Page 39: Some feminists think women who are against abortion rights are not feminists. Some feminists believe there is a GOP War on Women.

Page 46: Some blogs thought that National Journal editor Ron Fournier, late of AP, was unfair in his criticism of Barack Obama in 2008.

Page 59: Some religious organizations wanted to opt out of requirements that they not discriminate against LGBT people if the organization wants government contracts. Liberal blogs thought that was discrimination.

Page 107: The entire chapter is about how President Obama and his administration seek to discredit Fox "news," which, as we know, was totally taken off the air. (Really, was Powers under some kind of contractual obligation to defend Fox? Because there is a "doth protest too much" feel to this whole part.)

Page 123: Media Matters says mean things about Fox. (Indeed, Powers seems to believe that David Brock is the King of Liberal Media, which, as far as the Rude Pundit has heard in his secret underground cabal meetings with every other lefty blogger, is not the case.)

Page 142: Only Fox covered the story of killer abortion doctor Kermit Gosnell, which would be totally true if it wasn't completely false.

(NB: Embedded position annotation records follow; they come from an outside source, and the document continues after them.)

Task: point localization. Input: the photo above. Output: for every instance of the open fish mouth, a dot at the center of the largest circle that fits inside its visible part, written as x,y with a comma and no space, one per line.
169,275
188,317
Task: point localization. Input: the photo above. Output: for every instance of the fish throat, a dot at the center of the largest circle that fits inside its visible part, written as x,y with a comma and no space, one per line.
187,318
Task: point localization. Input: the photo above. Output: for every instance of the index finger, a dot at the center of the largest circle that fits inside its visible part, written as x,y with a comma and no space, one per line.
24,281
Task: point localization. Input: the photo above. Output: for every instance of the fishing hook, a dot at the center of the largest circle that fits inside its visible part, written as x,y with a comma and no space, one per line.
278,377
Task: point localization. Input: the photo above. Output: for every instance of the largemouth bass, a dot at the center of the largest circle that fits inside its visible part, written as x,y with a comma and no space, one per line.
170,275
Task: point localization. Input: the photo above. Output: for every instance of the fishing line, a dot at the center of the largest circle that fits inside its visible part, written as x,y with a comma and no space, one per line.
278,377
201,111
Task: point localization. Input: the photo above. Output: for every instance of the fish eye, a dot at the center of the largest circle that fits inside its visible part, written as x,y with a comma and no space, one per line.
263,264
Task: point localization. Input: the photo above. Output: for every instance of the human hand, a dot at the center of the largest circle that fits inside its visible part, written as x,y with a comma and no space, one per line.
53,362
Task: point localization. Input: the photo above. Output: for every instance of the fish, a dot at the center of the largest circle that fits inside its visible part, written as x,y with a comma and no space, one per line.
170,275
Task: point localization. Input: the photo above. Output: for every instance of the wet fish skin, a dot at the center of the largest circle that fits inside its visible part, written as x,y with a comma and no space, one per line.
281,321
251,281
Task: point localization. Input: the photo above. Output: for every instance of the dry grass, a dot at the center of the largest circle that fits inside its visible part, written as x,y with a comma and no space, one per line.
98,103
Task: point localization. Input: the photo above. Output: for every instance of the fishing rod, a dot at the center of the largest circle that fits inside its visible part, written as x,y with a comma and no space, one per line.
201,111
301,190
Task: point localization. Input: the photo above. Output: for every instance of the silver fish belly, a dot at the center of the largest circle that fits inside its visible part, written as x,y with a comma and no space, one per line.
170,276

Page 154: Some women writers accused Mitt Romney of "mansplaining" things. Obviously, that's why Romney lost the 2012 election.

You get the idea. Time and again, Powers' examples are ludicrous, like the worst whining of right-wing blogs and Newsbusters. She invokes Joseph McCarthy several times, but when she does, it's just shorthand for "people said shit that was unfair," not "someone lost everything because of their beliefs."

To be fair, the section on college campuses does contain real, genuine, disturbing censorship by the left. Like Powers, the Rude Pundit found the treatment of Ayaan Hirsi Ali at Brandeis somewhat appalling. Even if he disagrees with her, an angry mob shouldn't determine who gets to speak. And he couldn't agree more that the UC-Santa Barbara incident where a professor tore up the signs of an anti-choice protester on campus is messed up. These are acts of silencing. Women being mean to Mitt Romney is not.

Powers believes that liberals should"know better" than to attack people with language more befitting, one assumes, conservatives. But this grasping at every time liberals - the phrase that Powers coins and uses endlessly is "illiberal left," which is about as meaningless as it sounds - say something bad means that Powers ignores actual silencing that is done repeatedly by the right, aided and abetted by Fox "news."

Remember the story of Shirley Sherrod? She was viciously attacked and hounded out of her job at the Department of Agriculture by right wing blogs and Fox for something she said, purely and simply and totally reported wrongly, as even Fox had to admit.

Or how about how ACORN, an organization devoted to helping poor people, was destroyed by the same bad actors (with scumsucking piglet James O'Keefe) who put out lie after lie, all based on falsely represented speech. How many people lost their jobs? How many voices of advocates were silenced?

There is this myth that conservatives like to tell, about intolerance on the left. To be sure, there are excesses. To be sure, speech codes and trigger warnings deserve examination and criticism. And there is a debate to be had over balancing religious freedom with non-discrimination, a debate that the Rude Pundit would be happy to have with Powers.

But, looking at the history of speech in this country, including McCarthyism, the victims of genuine silencing are usually the ones who Powers tries to make the villains.